Eingerahmt sind diese viel zitierten Zeilen in zwei andere Quintessenz-Passagen, die für das Verständnis unverzichtbar sind, weil sie die historischen Bezüge und v.a. die Pointe verdeutlichen, dass die Klasse nicht nur erzeugt wird, sondern sich durch Kämpfe, Koalierung und Gegenmachtbildung auch selbst erzeugt. […]
Der zweite, ohne Unterbrechung an das Leitzitat anschließende Rahmungstext zieht das klassische Modell der Revolution der Bourgeoisie heran, die sich in einem etwa achthundertjährigen Emanzipationskampf innerhalb der vorangehenden Gesellschaftsformationen konstituiert hat: »Mit Bezug auf die Bourgeoisie haben wir zwei Phasen zu unterscheiden: die, während derer sie sich unter der Herrschaft des Feudalismus und der absoluten Monarchie als Klasse konstituierte [4, 5], und die, wo sie, bereits als Klasse konstituiert, die Feudalherrschaft und die Monarchie umstürzte [6], um die Gesellschaft zu einer Bourgeoisgesellschaft zu gestalten [7]. Die erste dieser Phasen war die längere und erforderte die größeren Anstrengungen. […]
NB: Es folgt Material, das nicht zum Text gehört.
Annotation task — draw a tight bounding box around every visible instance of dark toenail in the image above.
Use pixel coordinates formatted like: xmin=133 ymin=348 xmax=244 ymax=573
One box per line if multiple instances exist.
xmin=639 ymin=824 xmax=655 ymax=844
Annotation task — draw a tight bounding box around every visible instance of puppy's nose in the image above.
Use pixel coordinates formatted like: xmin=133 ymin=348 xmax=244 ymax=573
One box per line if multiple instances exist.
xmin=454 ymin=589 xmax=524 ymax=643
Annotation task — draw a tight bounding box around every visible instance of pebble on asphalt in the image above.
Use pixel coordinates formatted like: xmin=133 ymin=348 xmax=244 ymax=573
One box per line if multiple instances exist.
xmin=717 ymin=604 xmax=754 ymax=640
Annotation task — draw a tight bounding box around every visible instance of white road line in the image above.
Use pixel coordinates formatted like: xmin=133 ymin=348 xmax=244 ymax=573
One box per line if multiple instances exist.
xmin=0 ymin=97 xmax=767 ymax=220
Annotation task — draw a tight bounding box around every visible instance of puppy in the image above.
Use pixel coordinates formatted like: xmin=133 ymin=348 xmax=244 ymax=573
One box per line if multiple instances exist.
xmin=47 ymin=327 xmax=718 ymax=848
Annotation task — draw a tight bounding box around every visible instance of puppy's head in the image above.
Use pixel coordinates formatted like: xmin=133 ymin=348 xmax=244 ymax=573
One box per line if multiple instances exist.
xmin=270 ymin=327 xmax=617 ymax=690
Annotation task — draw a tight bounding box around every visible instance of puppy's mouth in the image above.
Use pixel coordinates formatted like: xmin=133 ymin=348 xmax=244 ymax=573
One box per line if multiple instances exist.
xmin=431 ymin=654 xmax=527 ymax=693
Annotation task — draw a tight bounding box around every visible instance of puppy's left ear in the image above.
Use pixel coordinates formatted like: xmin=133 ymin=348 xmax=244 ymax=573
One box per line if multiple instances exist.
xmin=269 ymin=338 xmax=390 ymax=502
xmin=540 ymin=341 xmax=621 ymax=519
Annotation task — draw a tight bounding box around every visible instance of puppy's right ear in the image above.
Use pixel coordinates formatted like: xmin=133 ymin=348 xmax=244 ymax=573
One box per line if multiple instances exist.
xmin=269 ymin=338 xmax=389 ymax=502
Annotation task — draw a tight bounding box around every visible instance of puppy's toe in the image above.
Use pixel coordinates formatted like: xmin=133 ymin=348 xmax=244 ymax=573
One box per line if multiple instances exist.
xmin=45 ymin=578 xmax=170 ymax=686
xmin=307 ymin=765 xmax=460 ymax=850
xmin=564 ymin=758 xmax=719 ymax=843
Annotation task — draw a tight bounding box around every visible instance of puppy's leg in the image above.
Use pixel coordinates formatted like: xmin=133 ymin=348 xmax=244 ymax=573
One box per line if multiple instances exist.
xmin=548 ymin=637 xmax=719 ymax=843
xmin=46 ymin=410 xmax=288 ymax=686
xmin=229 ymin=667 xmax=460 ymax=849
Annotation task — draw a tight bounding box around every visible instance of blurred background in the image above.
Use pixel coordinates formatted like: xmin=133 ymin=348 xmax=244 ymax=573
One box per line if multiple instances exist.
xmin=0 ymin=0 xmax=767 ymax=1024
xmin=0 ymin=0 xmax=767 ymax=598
Unterschieden werden damit insgesamt sieben Dimensionen. Zunächst drei Dimensionen der ›Klasse an sich‹: Stellung als Lohnarbeiter, gemeinsame Lage unter Herrschaft des Kapitals, gemeinsame Interessen; sodann zwei Dimensionen der Konstitution und Organisation als »Klasse für sich selbst«: Koalierung zuerst im gewerkschaftlichen Kampf und dann im politischen Kampf; schließlich zwei Dimensionen der Revolution: Eroberung der politischen Macht und Gestaltung der neuen Gesellschaft. V.a. den ersten vier Dimensionen liegen 1847 bereits ausführliche historische Analysen zugrunde (bes. in [Die] Lage, die D[eutsche] I[deologie] u. [Das] Elend), die später fortgeführt wurden, u.a. in den Gr[undrissen], dem K[apital Bd.] I) u. Ursprung [der Familie]). Sie verdeutlichen, wie weit diese Dimensionen gerade nicht idealistisch-teleologische Konstrukte sind, sondern der »wirklichen Bewegung« historischer Strukturen und Akteure nachgehen (3/35). Auch die übrigen Dimensionen wurden nach 1848 auf empirischer Grundlage weiter ausgefüllt. […]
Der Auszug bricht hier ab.